Recovery & Repair

Monday, September 11

The big realization of the past three weeks was that tracking symptoms, while fascinating in its way, misses the point. The objective is to spend as much time as possible off pause. Then, having treated the root, the symptoms will gradually (or, for some lucky some, suddenly) disappear.

[from Recovering from Parkinson’s by Janice Hadlock]

“Only if you understand what it is you are truly trying to change will you be able to rest easy in the knowledge that you are, in fact, healing from Parkinson’s disease after pause turns off. Your doctors and loved ones might assume you still have Parkinson’s disease until their snappy and highly inadequate visual assessment shows that you no longer have any residual trace of impaired motor function.

Doubt can cause people to re-invoke self-induced pause. Don’t.

You know the changes and healing you are going through even if no one else perceives them or acknowledges them. Savor them.”

Understanding that, I’m still drawn to list a few of the symptomatic adjustments that have taken place recently.

  • Drool – flooded with the stuff three weeks ago, now gradually going dry – in fits and starts. Huzzah!
  • Sleep – I’ve been getting a lot of it, alternating between bed and recliner depending on bedtime assessments too complex to describe here, and it is always so sweet. When I choose to sleep in bed it is because my body feels light and responsive, that I will be able to turn at will and with relative ease. When the body is heavy, I hope for no RLS and try the recliner. When neither works, I get a quick lesson in avoiding panic, and pace the hallway until the choice becomes clear.
  • Walking – is still difficult but there are periods of grace in movement that I cherish. The past few days, I’ve been imaging myself dancing to the music of Hauser and Luka (also known as 2Cellos) and have often found improvement, even if briefly.
  • Typing – not easy, but when I go very slowly, not impossible either.
  • Poverty of movement – extreme most days (especially right after a nap) but only for selected actions. Some moves remain quick, others are glacial. And which is which will vary.

But I am learning to keep the pericardium energized, and when that is active symptoms seem distant and remote. Bouts of joy, daily appear. Senses are often so lively that I feel that I was wearing a bag over my head for decades.

See you in October! 

The photo is of me and Roman next to Mario’s uniquely decorated APE (three-wheel vehicle).

Recovery & Repair

Sunday, August 20

Highlights (and lows) from the past three weeks…
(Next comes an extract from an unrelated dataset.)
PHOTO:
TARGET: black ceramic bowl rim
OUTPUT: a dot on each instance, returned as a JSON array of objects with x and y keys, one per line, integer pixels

The phenomena most visited has been a largely spontaneous stimulation of energy in the pericardium which results in periods of intense joy and rich sensation, most notably on August 2, 3 & 4, when smells, taste, and vision suddenly brightened. As well as a frequent and profound sense of safety. All of that continued for another week or more at a less intense level, possibly less intense because it became so familiar. 

During the night of August 5 I woke suddenly, and spontaneously experienced the five steps of turning off biological pause, clear and distinct, and lovely as quicksilver. For the next four days I could not resist sleep if I stopped moving for even a few seconds. On the afternoon of Wednesday 9, for fifteen minutes I was able to whistle (for the first time since 2002). 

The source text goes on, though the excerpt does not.